I feel sorry for men who do not understand what “all the fuss is about.” These human specimens are either profoundly flawed, unable to get it up for empathy, or they are delusional. I do not buy that men are confused by the sudden, copious accusations of sexual inappropriateness, or what being sexually inappropriate even means.
Here’s a simple freakin’ litmus test for those fellas: would you conduct the behavior in front of your boss, wife, daughter, mother, aunt, grandma or fourth grade teacher? Would you be comfortable grabbing a handful of a stranger’s shapely butt in front of Mrs. Worshefsky?
Would you masturbate in front of a coworker with your daughter standing beside you, then when she freaked the F out tell her, “Oh, honey. It’s okay. I asked first?”
Sexual politics have always been tricky, but since forever we have excluded sexual conduct outside of intimate relationships from the discussion. Women burned their bras, got the pill and slept with whomever they damn well pleased, and yet no one was talking about being groped in the supply closet or missing out on a promotion because she refused to blow the boss.
My friend Brigette Breitenbach posted the simplest, most meaningful statement on her Facebook page today. It said simply, “You know it’s a racial slur if it was meant as a racial slur.” Same can be said for sexual inappropriateness. Men can pretend, “I didn’t mean anything by it,” but not one of them would “not mean anything by it” if their wives, mothers or bosses were standing right there.
It doesn’t matter whether the woman you’ve sexually accosted—be it physically, psychologically or verbally—is a shaking mess of protoplasm unable to feed or fend for herself as a result of your misconduct. I, a statuesque warrior goddess with nerves of steel and a wicked right hook, have been made to feel dirty, violated and anxious by an 89-year-old man who thinks it’s cute to feel me up. Next time he does it, ima knock his block off.
To all the warrior goddesses out there, young and old, keep fighting the good fight, and speak up.

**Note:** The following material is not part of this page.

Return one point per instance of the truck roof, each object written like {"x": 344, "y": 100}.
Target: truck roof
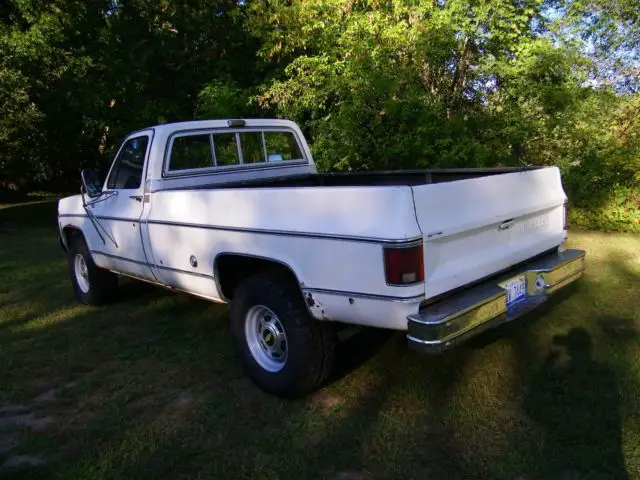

For every snarky supposition that women are “just doing this for attention or money,” we will answer with the truth, and the truth is that we have been silent, and subjugated, for far too long.

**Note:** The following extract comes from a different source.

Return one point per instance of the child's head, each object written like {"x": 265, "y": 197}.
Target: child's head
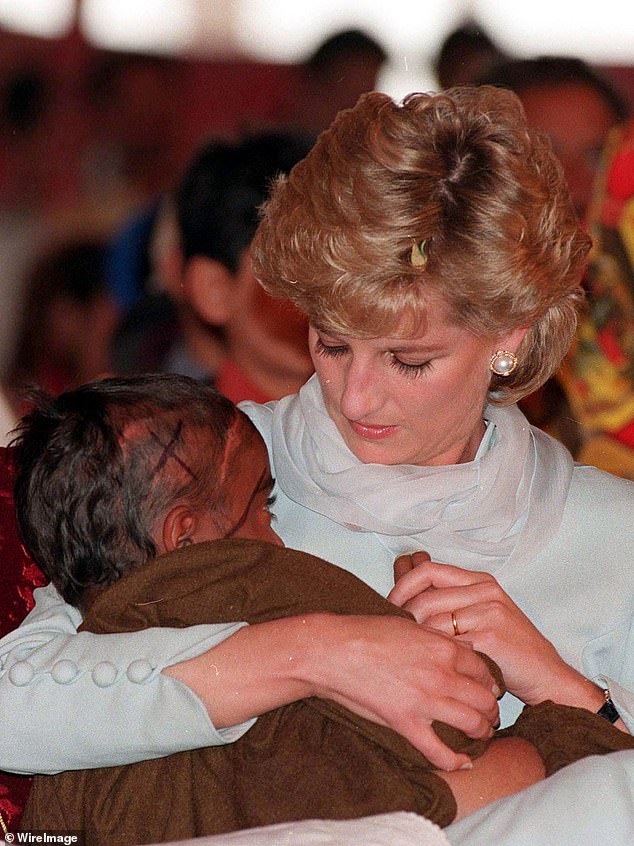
{"x": 119, "y": 470}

Lastly, to all the men who are foaming at the mouth because they believe some guys have been unjustly accused and punished, it’s called collateral damage. You accept it as a fact of war, and that is when innocent people are actually killed dead. A few men lose their gazillion $ salaries by mistake? That’s the price of building a better society for everyone. As women have been told for centuries, get over it, doll.